When millions of women flocked to coastal cities to build ships, planes and artillery, many left behind the networks of friends and families who might’ve helped care for their children. Without them, some workers just parked their kids in cars outside factories and schools. Others sent them off to the movies for hours and hours.
So the U.S. government stepped in. Congress quietly added funding for community-based childcare centers in the Lanham Act, a wartime bill to support large-scale infrastructure projects. But even after he funding was in place, the public wasn’t sold.

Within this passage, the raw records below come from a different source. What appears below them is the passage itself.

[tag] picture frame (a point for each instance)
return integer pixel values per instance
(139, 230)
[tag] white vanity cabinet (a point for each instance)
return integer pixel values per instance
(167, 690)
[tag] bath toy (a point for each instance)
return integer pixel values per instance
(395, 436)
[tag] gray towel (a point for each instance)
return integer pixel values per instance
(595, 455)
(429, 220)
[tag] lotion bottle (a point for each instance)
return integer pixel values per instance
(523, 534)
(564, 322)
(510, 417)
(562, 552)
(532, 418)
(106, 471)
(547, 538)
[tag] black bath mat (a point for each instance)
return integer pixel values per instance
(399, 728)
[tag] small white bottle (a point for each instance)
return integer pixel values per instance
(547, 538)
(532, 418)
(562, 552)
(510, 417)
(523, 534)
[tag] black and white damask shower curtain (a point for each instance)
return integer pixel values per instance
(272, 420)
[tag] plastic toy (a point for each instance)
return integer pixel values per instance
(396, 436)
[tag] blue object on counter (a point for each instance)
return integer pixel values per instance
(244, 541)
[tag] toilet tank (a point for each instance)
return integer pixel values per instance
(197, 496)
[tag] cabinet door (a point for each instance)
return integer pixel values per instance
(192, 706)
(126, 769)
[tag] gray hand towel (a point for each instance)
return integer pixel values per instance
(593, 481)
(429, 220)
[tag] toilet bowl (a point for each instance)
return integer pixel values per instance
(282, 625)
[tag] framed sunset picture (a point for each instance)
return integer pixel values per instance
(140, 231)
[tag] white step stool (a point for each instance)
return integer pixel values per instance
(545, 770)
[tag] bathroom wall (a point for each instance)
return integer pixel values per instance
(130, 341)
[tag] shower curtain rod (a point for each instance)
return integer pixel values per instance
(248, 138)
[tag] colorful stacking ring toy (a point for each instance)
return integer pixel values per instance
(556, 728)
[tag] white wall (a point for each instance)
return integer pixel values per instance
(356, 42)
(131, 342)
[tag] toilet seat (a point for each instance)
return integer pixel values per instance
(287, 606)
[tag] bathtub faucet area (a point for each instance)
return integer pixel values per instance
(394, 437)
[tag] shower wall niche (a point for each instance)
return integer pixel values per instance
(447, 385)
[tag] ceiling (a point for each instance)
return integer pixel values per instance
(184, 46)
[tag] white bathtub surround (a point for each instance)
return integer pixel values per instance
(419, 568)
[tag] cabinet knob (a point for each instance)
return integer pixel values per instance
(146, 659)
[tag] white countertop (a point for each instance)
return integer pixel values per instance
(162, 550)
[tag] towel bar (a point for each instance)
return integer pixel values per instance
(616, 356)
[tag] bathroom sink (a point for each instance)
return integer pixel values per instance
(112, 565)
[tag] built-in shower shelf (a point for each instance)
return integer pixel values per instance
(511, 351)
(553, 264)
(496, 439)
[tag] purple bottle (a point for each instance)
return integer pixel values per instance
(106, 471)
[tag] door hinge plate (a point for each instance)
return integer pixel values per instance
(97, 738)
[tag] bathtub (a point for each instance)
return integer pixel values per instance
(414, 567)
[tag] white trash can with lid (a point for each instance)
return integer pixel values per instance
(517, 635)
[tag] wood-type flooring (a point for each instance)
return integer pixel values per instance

“The idea that the government would be involved in childcare was a pretty radical concept, and it was not an easy sell,” says Lincoln Cushing, an archivist at Kaiser Permanente who has studied this period in the company’s history. During the war, Kaiser (then called The Kaiser Company) was building ships for the merchant marines. It used the government subsidies to build state-of-the art on-site day care centers for hundreds of employees’ children.
The widespread view of childcare at the time was that it was cruel, custodial, a last-ditch option for the poor or desperate. Most people still believed that in order to grow up safe, happy and well-adjusted, children should be cared for by a mother who stayed home full-time.
But Kaiser’s centers set a high standard of care, slowly eroding the public stigma. The inviting spaces were designed by famous architects. Warm meals, educational activities and structured play time filled children’s days until it was time to go home. The hours of care were accommodating to women’s round-the-clock shifts, and for a small fee, they would provide mothers with a hot meal to take home for dinner after they picked up the kids.
Studies of the centers showed that fears they would harm children were misplaced. In one study, teachers observed that 75 percent of kids made noticeable social progress. And researchers who interviewed 500 mothers with children in the centers found that every single one said their kids enjoyed nursery school. Many said they became better mothers.
When the war ended, so did the funding for childcare centers. But in the few short years they were around, the publicly-funded day cares changed the way Americans thought about childcare. In 2019, the grim reputation that once tainted communal care is largely gone. More than 70% of children between 3 and 5 go to daycare or preschool—while their parents go to work.